Наличие всей этой зримой массы слушателей уже, я думаю, оказало свое воздействие на социальный облик американского поэта. Он все реже и реже держится с традиционным романтическим вызовом, с выражением горькой задумчивости «одинокого мыслителя». Он все чаще и чаще думает о себе как о гражданине, который может донести свой протестующий экспрессивный посыл до слушающей его группы. Это новое мировоззрение—или, я бы сказал, это возрождение старого мировоззрения,—бесспорно, было вызвано к жизни стремлением покойного президента Кеннеди признать и утвердить величие искусства.
Возможно, я не совсем верно понимаю, что происходит, или придаю этому слишком большое значение, но предположим, что я прав и что действительно в Америке сейчас возрос интерес к поэзии. Разумеется, наши поэты некоторым образом рискуют, ориентируясь на этот интерес. Было б очень скверно, если огромные толпы слушателей Среднего Запада и мимолетные слова одобрения из Вашингтона побуждали бы поэта приспосабливать свое творчество к всевозможным пожеланиям—стать защитником общепринятого благочестия, глашатаем официальной политики, затейником или же (и это самое скверное) оводом, лишенным жала, одним из тех общественных деятелей, говорящим толпе то, чего она от него ждет.
Между тем, путь поэта-гражданина в отличие от художника отчужденного сопряжен с риском саморазрушения.

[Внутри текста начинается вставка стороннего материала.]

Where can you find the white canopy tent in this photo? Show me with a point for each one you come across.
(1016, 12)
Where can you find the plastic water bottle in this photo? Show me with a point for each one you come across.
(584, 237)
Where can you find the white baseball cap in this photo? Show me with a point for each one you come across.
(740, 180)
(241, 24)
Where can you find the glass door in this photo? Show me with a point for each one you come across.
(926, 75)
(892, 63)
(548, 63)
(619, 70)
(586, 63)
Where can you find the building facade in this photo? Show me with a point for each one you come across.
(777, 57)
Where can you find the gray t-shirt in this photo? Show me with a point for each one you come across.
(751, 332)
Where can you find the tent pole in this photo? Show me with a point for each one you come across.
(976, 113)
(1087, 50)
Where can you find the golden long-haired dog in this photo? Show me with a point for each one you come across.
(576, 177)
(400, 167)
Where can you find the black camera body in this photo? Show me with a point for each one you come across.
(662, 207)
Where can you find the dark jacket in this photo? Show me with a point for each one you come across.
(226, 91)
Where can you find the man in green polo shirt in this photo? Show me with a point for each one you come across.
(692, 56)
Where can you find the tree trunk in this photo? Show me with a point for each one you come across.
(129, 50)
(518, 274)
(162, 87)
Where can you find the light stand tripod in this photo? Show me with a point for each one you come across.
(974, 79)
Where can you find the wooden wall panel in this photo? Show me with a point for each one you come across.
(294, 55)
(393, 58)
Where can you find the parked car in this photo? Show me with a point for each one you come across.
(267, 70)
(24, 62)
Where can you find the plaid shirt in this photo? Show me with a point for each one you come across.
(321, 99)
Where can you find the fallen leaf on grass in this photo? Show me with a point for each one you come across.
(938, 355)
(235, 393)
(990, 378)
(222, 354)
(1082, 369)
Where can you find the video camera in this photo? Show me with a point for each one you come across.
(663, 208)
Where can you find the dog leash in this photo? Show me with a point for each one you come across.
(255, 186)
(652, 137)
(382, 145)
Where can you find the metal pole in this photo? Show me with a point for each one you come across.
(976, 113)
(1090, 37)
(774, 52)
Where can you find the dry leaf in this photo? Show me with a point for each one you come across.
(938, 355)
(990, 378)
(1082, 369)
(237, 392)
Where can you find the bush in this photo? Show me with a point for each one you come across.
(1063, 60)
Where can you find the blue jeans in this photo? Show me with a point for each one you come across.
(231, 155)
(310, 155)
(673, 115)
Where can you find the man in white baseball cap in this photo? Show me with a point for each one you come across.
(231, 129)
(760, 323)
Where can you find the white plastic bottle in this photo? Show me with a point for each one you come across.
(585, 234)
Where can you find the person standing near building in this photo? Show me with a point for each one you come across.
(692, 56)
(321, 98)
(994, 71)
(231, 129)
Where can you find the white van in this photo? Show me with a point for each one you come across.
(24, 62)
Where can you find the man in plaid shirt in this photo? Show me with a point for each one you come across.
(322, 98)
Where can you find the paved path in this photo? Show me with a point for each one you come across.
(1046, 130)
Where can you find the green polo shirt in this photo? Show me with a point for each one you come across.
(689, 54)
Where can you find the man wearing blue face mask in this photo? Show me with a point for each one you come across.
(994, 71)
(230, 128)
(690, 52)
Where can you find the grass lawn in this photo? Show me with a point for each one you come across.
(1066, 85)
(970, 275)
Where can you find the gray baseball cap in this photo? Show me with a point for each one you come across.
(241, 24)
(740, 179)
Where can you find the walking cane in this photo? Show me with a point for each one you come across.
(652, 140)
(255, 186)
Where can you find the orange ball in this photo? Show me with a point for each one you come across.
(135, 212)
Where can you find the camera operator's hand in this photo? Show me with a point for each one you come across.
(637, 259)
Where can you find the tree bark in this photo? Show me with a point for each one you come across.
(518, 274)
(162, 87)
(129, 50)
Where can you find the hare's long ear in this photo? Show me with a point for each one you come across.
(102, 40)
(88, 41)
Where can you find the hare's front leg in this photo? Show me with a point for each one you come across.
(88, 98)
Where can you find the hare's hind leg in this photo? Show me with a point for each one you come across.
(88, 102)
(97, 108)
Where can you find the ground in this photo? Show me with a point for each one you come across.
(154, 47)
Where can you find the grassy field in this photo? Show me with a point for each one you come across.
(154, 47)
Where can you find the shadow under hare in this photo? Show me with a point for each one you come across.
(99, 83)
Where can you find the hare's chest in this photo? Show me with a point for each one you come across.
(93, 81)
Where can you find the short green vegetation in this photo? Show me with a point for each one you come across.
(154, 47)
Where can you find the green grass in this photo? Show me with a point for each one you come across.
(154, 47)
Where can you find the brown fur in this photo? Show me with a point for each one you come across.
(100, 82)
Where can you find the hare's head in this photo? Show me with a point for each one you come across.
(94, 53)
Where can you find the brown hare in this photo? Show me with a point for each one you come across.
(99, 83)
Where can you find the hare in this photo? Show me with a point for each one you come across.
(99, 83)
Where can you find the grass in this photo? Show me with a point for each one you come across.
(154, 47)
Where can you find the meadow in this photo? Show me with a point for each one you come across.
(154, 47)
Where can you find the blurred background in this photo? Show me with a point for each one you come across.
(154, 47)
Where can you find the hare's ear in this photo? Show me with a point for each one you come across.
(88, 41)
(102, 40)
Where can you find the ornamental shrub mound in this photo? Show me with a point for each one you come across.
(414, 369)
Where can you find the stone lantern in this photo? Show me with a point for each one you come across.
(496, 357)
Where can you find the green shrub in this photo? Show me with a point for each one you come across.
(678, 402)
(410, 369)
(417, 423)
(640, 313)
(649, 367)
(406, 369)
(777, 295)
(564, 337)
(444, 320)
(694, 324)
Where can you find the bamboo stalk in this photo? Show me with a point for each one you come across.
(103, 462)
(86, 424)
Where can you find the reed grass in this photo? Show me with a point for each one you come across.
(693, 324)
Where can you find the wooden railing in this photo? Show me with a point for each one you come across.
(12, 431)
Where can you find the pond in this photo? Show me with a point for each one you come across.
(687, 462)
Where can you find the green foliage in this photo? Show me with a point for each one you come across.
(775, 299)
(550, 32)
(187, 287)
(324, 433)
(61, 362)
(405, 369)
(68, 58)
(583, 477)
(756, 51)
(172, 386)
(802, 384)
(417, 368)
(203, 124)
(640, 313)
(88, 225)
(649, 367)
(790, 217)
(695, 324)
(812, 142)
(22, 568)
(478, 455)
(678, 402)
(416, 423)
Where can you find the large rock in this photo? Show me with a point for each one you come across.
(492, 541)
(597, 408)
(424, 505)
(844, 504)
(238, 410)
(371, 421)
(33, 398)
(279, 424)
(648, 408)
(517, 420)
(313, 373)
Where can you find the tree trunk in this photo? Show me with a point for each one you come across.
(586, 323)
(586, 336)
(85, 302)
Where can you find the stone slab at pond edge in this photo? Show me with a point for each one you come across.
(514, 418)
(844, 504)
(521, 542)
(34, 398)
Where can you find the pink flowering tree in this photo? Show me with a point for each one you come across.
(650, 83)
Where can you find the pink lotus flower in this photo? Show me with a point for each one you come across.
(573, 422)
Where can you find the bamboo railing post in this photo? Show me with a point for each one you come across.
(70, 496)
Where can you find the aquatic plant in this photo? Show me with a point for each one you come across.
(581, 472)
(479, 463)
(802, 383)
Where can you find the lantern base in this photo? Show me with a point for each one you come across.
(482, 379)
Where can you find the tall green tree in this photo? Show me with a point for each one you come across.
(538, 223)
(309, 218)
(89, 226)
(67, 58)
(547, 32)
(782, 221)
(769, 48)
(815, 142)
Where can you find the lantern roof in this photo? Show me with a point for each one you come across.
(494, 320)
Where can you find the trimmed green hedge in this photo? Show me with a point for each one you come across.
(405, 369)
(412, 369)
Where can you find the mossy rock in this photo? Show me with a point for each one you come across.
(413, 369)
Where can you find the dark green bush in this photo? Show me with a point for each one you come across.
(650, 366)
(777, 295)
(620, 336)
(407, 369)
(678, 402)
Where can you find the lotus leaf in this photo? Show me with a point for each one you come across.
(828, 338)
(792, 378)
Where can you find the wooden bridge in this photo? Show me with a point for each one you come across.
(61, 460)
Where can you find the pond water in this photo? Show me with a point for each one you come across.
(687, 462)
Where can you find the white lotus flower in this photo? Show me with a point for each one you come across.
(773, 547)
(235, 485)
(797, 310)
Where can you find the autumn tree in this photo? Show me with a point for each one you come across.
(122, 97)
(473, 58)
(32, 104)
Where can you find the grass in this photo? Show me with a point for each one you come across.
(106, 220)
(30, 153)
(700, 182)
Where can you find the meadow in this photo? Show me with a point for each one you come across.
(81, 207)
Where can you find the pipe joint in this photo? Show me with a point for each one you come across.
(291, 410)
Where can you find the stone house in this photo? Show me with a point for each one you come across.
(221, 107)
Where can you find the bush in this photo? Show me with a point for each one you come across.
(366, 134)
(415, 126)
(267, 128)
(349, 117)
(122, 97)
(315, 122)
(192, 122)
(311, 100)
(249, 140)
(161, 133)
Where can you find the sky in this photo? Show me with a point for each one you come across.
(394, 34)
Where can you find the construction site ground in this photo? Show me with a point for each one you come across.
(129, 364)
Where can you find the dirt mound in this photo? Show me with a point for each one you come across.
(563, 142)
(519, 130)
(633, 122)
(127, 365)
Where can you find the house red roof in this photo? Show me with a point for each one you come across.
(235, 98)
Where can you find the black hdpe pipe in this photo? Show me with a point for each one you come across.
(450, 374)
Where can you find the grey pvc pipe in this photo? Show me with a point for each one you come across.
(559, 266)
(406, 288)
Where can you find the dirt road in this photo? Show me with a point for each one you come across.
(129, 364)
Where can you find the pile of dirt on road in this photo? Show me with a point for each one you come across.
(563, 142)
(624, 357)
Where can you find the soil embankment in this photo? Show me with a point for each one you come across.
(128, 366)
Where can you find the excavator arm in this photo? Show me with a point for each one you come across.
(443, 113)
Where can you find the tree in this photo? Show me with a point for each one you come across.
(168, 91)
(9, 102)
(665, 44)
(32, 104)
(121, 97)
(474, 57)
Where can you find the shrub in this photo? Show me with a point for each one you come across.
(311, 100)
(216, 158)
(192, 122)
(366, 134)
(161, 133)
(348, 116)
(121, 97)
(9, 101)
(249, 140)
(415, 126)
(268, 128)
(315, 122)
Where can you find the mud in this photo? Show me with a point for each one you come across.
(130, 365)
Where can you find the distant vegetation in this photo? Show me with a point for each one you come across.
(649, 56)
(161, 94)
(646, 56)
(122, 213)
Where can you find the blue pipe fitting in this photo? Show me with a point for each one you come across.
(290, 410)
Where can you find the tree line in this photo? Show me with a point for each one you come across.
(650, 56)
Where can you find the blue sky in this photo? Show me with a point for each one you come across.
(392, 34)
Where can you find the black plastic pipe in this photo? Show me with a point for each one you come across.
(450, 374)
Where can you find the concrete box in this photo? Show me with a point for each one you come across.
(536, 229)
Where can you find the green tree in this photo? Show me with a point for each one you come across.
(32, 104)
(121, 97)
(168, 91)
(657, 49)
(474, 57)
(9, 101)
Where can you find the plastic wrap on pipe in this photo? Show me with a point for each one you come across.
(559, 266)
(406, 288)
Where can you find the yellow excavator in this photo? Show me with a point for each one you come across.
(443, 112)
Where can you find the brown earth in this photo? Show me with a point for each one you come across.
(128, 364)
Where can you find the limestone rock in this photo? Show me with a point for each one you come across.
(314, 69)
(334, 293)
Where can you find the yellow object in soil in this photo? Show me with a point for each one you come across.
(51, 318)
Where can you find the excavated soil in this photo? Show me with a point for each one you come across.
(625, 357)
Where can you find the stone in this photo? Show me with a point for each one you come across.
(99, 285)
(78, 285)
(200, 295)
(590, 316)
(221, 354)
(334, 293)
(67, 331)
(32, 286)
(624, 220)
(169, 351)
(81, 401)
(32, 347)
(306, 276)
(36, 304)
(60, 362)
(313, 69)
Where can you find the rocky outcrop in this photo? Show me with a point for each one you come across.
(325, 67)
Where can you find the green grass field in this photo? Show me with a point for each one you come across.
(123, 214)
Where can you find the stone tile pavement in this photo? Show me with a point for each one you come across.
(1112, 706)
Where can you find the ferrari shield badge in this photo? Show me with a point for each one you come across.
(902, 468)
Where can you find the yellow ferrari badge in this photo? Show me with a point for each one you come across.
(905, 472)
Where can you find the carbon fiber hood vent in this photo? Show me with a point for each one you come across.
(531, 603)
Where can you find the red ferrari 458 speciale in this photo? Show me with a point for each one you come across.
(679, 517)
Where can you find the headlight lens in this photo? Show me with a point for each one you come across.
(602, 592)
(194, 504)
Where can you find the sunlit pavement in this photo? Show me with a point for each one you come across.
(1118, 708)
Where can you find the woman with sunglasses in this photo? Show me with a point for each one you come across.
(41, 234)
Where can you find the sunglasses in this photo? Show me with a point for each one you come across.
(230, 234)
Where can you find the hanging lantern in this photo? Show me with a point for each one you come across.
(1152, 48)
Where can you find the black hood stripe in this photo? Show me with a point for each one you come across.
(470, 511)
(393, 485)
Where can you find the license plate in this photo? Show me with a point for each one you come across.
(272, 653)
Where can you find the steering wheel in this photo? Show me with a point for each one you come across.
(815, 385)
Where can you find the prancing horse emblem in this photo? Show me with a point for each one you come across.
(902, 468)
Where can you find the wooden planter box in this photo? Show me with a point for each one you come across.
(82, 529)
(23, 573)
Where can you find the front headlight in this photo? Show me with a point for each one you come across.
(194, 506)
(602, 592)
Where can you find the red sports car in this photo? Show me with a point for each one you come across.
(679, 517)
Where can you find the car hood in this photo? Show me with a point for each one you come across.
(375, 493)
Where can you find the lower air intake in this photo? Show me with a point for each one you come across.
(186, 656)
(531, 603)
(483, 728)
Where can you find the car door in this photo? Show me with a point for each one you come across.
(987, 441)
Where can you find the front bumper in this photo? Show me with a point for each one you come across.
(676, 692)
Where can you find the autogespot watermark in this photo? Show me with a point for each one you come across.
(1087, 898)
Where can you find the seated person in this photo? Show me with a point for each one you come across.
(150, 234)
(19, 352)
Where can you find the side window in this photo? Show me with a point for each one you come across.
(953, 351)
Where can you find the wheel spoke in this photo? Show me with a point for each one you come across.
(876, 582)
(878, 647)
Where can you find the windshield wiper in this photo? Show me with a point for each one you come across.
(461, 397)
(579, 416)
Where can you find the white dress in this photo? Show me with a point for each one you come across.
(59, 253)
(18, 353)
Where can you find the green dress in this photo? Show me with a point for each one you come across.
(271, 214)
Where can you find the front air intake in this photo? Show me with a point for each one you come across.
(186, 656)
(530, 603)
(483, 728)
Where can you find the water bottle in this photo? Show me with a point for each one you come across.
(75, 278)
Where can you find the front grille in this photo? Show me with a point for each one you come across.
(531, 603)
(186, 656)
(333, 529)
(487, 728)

Сам я предпочитаю этот риск, потому что для меня поэзия эфемерна, если не возникает из духа общения или по крайней мере из надежды на общение. Думается, что такая позиция приемлема даже для Америки, где под толстым слоем привычки к однообразию все же таится жгучая жажда перемен и терпимость к разногласиям. Наша нация не монолитна и не стабильна, у нас нет даже единой культуры, мы не сулим своим художникам византийских высот. Вместе с тем непоследовательность Америки не обязательно провоцирует отчуждение в поэте; скорее, она возлагает на поэта некое невидимое бремя, побуждая его к чему-то вроде той многолетней и неистовой войны, которую вел Йейтс со своей родной Ирландией.